Sherry recently finished writing this exciting non-fiction story and it’s with a publisher for consideration.
It’s the story of an aristocratic family who settled the rugged land of Lake County, California in the 1880s. Their motive was to gain back the money they lost in England, but these white-glove aristocrats preferred cricket, boating, and acting over the chores of farming. Their story ends with failure, infidelity, family loss, and a scandalous divorce. While the men enjoyed themselves, Ethel Marian Barry Hertslet learned important life lessons, and her time on a California ranch gave her the strength she needed to deal with her real-life drama.
Like many other writers and historians of the American West, I was drawn to letters written by someone who traversed, lived, and called the west home in the late 1800s.
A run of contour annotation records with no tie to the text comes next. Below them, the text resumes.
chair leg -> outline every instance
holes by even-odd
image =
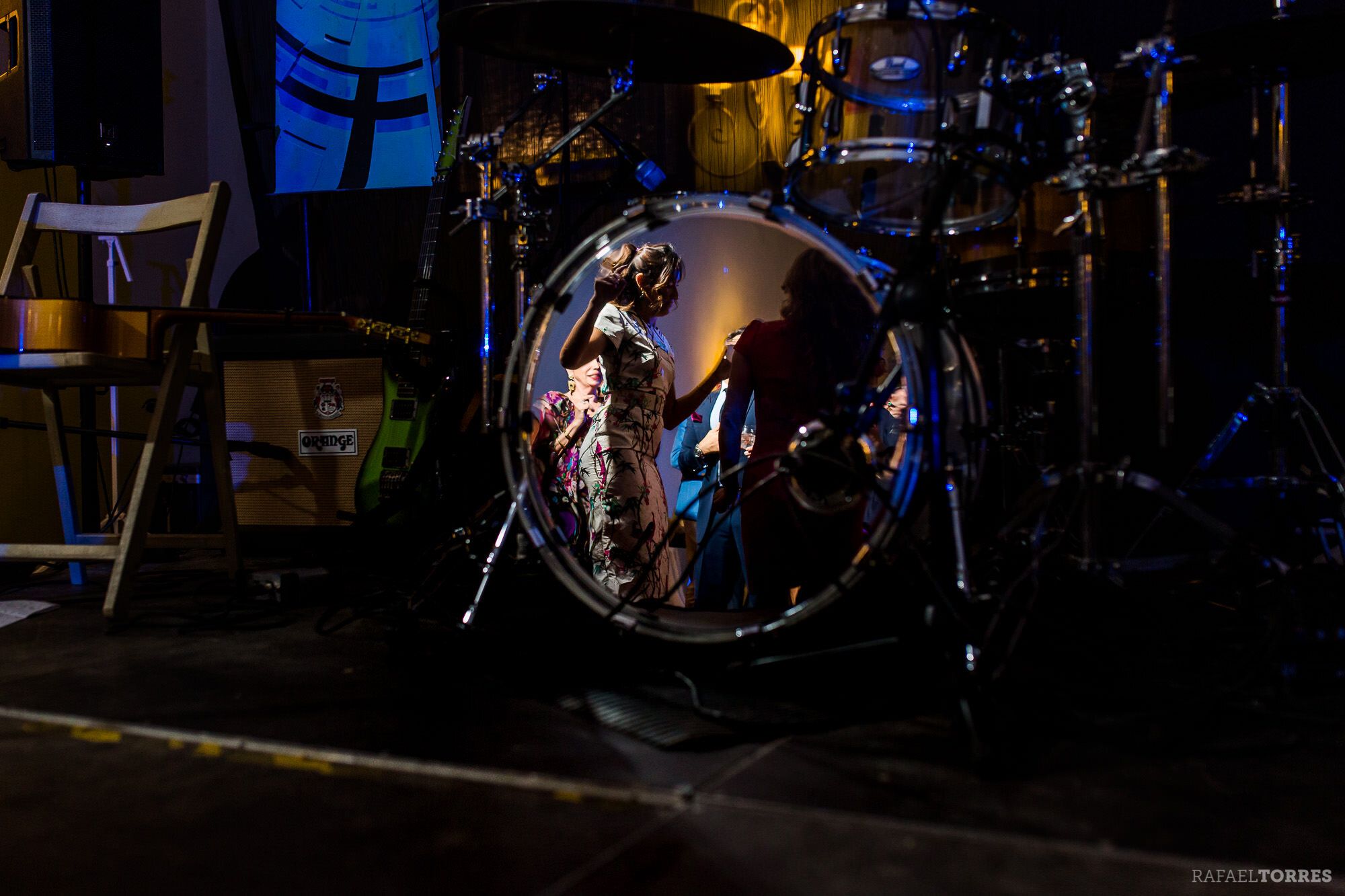
[[[225,537],[225,566],[229,576],[238,577],[242,564],[238,557],[238,511],[234,506],[233,468],[229,463],[229,436],[225,432],[225,402],[219,391],[219,369],[207,357],[210,379],[204,389],[206,432],[210,436],[210,465],[215,474],[215,498],[219,502],[219,531]]]
[[[56,479],[56,500],[61,503],[61,529],[66,544],[75,544],[79,534],[79,518],[75,515],[75,491],[70,482],[70,452],[66,449],[66,436],[61,431],[61,390],[42,390],[42,409],[47,417],[47,447],[51,449],[51,472]],[[70,564],[70,584],[85,584],[83,564]]]
[[[136,483],[126,505],[126,519],[122,523],[121,539],[117,542],[117,560],[112,565],[108,580],[108,596],[102,601],[102,615],[109,619],[125,613],[124,593],[130,592],[130,580],[140,568],[140,556],[145,550],[145,535],[149,534],[149,519],[155,511],[155,498],[163,480],[164,467],[172,451],[172,428],[178,420],[182,404],[183,385],[187,382],[187,369],[196,343],[199,324],[179,324],[174,330],[172,347],[164,362],[164,378],[159,383],[155,398],[155,413],[149,418],[149,432],[145,447],[140,452],[140,465],[136,468]]]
They document the western experience of an affluent young Englishwoman who, along with her aristocratic husband and his brothers, set sail in 1885 for California seeking to make their fortune. Her story adds flesh, bone, and a much-needed woman’s perspective to settlement and ranching history. To read the candid words of someone who lived over a century ago is truly enlightening. Not only do you see the aristocratic E.M.H. as a woman searching for happiness, but you learn about her struggles and triumphs at new endeavors. She grows from a dependent daughter to an independent ranch wife. She describes the American landscape, current trends and news, and other events that are so invaluable because they are told by someone who lived it.
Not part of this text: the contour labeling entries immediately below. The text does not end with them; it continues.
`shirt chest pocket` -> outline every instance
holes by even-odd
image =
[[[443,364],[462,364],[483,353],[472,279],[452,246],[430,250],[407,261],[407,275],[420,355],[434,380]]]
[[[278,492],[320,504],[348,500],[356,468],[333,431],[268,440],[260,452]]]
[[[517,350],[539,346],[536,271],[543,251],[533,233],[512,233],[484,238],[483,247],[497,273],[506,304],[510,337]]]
Beginning with her first Atlantic voyage, Ethel writes home about the journey aboard the S.S. Britannic, the people she met on the ship and the conditions at sea. Her letters to England continue when they land in New York, as they cross the United States, and once they reach their final destination in a rugged portion of Lake County, California known as Burns Valley.
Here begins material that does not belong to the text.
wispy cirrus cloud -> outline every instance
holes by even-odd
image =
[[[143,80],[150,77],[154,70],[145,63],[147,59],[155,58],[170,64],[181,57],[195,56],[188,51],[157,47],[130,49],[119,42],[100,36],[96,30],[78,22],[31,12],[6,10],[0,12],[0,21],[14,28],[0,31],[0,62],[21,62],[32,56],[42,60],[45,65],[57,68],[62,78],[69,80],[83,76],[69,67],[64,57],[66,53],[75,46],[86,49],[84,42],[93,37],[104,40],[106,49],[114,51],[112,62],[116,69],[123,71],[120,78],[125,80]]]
For eighteen months she writes about their hopes, their social life, and their struggle to ranch. The letters end just shortly after the birth of her first child in 1886. Despite the short span of her correspondence, there is much to hold the attention. Readers witness Ethel’s transformation from a rigid, high society woman who has never set foot in her parent’s English kitchen to an invested rancher’s wife who nurses a sick kitten back to health, milk’s cows, and has a pet lamb who sleeps on her lap. Ethel is forever the animal lover.
I hope To California and Back provides readers with a sense of what life was like for an affluent young Victorian woman searching for happiness. During her quest she found and lost loves, birthed and buried children, played Broadway, and endured scandals and estrangement from those she loved.